Simpson provides a thought experiment using a simple regime to learn 1 Hungarian word and different types of tests used to test for that word. Depending on the test he can generate an effect size of 0 to infinity!

Then Simpson provides specific examples,

"In their evaluation of the ‘Response to Intervention’ literacy programme, Gorard et al. (2014) report d = +0.19 for the ‘New Group Reading Test’ and -0.09 for the ‘Progress in English’ test. In their evaluation of the Nuffield Early Language intervention, Sibieta et al. (2016) used a variety of different outcome measures, including a grammar test (d = 0.29), an expressive vocabulary test (0.25), a letter sound knowledge test (0.12) and a word reading test (0.01). The same intervention, sample and comparison treatment results in very different effect sizes depending on the test" (p. 903).

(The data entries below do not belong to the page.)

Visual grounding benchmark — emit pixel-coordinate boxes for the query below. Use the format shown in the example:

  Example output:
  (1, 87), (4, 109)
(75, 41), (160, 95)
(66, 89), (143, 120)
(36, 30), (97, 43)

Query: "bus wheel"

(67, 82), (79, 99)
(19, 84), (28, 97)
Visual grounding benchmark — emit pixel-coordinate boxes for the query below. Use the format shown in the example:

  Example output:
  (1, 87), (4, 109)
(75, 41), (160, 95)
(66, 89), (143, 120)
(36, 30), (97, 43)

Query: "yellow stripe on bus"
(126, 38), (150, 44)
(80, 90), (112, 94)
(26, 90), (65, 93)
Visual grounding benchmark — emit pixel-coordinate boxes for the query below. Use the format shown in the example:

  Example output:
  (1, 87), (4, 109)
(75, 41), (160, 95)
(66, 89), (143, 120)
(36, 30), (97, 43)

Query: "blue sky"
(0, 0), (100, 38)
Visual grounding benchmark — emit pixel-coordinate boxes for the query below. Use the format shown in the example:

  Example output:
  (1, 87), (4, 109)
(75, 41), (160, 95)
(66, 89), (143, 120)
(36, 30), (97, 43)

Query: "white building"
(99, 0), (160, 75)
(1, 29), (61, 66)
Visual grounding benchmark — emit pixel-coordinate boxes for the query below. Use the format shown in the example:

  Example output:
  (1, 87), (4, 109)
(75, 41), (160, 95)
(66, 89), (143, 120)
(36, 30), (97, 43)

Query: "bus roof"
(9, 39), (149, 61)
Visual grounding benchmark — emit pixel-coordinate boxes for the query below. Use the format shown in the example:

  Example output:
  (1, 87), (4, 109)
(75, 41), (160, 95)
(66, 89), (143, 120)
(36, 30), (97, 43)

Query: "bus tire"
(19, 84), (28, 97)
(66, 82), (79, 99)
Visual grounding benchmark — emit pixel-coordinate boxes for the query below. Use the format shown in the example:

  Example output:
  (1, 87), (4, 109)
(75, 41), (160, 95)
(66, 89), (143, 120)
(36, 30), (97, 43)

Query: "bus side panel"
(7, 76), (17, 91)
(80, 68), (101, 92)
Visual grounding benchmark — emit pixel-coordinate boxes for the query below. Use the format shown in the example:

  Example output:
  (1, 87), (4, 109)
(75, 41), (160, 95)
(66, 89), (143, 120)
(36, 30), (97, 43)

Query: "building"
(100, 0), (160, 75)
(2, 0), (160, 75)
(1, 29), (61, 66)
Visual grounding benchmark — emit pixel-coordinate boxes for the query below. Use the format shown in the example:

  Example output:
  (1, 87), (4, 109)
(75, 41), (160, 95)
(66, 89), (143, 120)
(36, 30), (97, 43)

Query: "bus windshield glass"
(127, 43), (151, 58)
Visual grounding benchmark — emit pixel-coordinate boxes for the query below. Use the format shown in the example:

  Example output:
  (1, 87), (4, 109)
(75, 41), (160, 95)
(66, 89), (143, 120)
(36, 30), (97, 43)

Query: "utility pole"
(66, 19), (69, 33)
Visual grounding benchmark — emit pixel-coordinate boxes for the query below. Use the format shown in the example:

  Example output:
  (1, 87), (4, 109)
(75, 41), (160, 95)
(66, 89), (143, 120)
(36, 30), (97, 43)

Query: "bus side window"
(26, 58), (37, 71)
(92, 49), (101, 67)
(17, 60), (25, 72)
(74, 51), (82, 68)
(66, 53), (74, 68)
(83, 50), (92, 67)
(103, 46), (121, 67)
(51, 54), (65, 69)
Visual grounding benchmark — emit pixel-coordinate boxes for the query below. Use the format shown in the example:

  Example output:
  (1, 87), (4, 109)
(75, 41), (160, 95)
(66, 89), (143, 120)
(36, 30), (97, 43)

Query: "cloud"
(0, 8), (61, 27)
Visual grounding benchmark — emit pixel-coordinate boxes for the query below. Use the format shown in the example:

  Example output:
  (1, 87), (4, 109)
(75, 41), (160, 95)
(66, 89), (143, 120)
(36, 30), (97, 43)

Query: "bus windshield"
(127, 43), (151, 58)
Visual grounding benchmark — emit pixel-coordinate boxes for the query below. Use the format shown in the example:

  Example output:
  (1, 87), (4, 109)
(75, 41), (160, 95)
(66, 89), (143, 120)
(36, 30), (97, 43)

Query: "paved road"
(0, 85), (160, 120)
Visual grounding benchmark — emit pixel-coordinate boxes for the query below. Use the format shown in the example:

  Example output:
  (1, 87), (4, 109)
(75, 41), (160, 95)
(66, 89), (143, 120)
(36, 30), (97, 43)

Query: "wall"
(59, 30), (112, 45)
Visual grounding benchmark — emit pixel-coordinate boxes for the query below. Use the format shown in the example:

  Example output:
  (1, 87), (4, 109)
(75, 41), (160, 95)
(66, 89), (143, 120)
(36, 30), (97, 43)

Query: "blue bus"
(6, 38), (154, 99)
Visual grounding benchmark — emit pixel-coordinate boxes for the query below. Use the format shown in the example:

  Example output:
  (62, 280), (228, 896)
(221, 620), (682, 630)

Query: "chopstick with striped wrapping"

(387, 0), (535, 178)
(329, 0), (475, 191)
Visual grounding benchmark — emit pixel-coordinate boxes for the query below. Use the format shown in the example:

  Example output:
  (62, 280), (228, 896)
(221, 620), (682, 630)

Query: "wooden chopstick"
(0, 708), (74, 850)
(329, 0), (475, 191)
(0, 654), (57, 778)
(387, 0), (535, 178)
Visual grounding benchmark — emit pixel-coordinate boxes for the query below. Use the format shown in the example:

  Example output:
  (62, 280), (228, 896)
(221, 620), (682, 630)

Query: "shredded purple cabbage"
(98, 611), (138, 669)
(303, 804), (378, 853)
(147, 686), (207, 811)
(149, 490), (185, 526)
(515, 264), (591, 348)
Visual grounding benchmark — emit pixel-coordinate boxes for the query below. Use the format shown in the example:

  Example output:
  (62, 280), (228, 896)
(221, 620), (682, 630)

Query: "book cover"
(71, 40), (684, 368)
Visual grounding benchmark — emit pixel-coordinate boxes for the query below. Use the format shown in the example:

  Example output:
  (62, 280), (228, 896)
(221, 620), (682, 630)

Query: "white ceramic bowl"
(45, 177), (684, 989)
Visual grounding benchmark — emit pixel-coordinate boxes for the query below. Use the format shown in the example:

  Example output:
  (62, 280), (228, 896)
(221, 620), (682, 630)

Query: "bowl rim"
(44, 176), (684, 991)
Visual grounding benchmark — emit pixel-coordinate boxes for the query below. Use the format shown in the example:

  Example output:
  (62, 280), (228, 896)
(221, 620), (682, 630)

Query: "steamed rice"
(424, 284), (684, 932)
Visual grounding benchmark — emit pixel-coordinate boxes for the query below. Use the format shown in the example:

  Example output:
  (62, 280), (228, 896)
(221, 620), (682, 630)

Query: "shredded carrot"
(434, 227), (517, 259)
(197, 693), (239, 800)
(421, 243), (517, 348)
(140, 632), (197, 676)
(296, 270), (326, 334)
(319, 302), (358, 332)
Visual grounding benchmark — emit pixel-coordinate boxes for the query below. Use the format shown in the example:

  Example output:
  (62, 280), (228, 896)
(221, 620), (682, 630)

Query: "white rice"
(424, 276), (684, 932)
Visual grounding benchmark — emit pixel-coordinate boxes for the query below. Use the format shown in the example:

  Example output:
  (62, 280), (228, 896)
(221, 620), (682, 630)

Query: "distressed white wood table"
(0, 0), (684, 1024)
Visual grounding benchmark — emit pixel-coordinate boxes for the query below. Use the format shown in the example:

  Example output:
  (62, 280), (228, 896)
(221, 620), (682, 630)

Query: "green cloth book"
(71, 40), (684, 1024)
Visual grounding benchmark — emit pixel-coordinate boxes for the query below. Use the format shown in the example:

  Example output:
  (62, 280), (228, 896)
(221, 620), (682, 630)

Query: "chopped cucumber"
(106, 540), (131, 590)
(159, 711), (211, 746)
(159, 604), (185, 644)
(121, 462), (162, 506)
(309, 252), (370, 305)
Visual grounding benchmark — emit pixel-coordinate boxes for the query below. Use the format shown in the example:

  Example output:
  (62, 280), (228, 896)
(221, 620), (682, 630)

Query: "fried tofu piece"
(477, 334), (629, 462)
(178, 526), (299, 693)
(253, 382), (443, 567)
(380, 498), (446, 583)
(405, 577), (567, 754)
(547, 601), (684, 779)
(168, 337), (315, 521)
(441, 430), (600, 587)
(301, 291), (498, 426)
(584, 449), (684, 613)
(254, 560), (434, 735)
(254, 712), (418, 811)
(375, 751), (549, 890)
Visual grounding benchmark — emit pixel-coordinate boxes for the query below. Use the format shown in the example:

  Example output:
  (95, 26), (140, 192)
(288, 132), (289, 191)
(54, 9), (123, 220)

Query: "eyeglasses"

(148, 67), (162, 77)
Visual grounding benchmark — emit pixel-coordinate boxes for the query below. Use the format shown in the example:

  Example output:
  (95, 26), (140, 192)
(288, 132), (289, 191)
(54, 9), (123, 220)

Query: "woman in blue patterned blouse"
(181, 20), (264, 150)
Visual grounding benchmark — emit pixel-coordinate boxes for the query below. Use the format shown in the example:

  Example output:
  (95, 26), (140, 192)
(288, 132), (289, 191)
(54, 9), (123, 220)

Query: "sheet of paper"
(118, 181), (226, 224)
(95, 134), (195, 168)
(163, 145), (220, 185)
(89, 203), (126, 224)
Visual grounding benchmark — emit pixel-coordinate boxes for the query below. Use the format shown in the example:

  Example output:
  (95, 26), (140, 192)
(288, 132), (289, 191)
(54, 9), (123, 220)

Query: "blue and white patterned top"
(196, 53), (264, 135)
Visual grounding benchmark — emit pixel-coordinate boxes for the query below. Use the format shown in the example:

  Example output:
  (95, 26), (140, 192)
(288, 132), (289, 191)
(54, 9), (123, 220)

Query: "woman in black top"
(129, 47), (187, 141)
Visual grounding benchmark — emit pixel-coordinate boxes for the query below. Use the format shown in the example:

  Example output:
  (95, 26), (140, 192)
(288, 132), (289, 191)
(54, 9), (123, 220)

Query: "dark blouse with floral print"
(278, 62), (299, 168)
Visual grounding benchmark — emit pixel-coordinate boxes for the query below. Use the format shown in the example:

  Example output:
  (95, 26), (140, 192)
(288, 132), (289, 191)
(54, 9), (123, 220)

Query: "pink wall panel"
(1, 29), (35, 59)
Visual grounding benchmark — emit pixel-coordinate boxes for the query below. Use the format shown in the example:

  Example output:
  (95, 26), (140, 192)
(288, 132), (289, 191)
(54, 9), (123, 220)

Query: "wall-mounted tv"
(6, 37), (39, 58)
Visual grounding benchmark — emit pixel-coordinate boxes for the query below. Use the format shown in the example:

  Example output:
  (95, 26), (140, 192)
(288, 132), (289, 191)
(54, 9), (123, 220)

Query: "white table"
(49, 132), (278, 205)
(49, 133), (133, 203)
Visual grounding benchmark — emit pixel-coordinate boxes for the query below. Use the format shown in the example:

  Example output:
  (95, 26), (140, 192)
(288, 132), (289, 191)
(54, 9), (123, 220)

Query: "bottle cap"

Simpson then cites other researchers with the same findings,

"Cheung and Slavin (2016) looked at 645 studies across 12 meta-analyses across a wide range of topics. They separated studies using tests designed by the researchers from studies with ‘standardised tests’ (tests designed by others to cover a particular area of the curriculum, often having been norm referenced, designed for particular age ranges, etc.). Across the studies, effect sizes for standardised tests were around half those of researcher-designed tests...

Ruiz-Primo et al. (2002)... found effect sizes between two and five times larger for close assessments than distal ones" (p. 903).

Simpson summarises,

"A test focused on what it is that the intervention does to the pupils (compared to the comparison) will lead to a larger effect size. However, even in an intervention with a very narrow outcome (such as improving procedural fraction addition), researchers may be constrained to use a standardised test. But they can still select to maximise power (and increase effect size) by choosing, say, a numeracy test rather than a more general mathematics test.

Again, there are other subtleties with test choice. Depending on the consistency of the test items, increasing the length of a test may increase the effect size (though equally, adding irrelevant items will tend to decrease the effect size by adding noise).

This is bound up with design decisions and researchers’ freedoms and constraints: a long test may be impractical, piloting a test may have led to changes which increase its reliability (and therefore effect size), and so on.

Selecting a test is a design decision which, for fixed intervention, sample and comparison treatment, can result in very different effect sizes. So, again, taking relative effect size as a measure of the relative effectiveness of interventions is a category error" (p. 904).

Simpson's conclusion

"Recall that the average photo-size of one set of creatures being larger than the average photo-size of another warrants a valid conclusion that the average real size of the set of creatures is larger only if an ‘all other things being equal’ (in distribution) assumption holds. Only if the distribution of lenses and distances for elephant photographers and princess photographers were the same—either systematically orrandomly—in Catherine’s and Douglas’s collections, might the argument work.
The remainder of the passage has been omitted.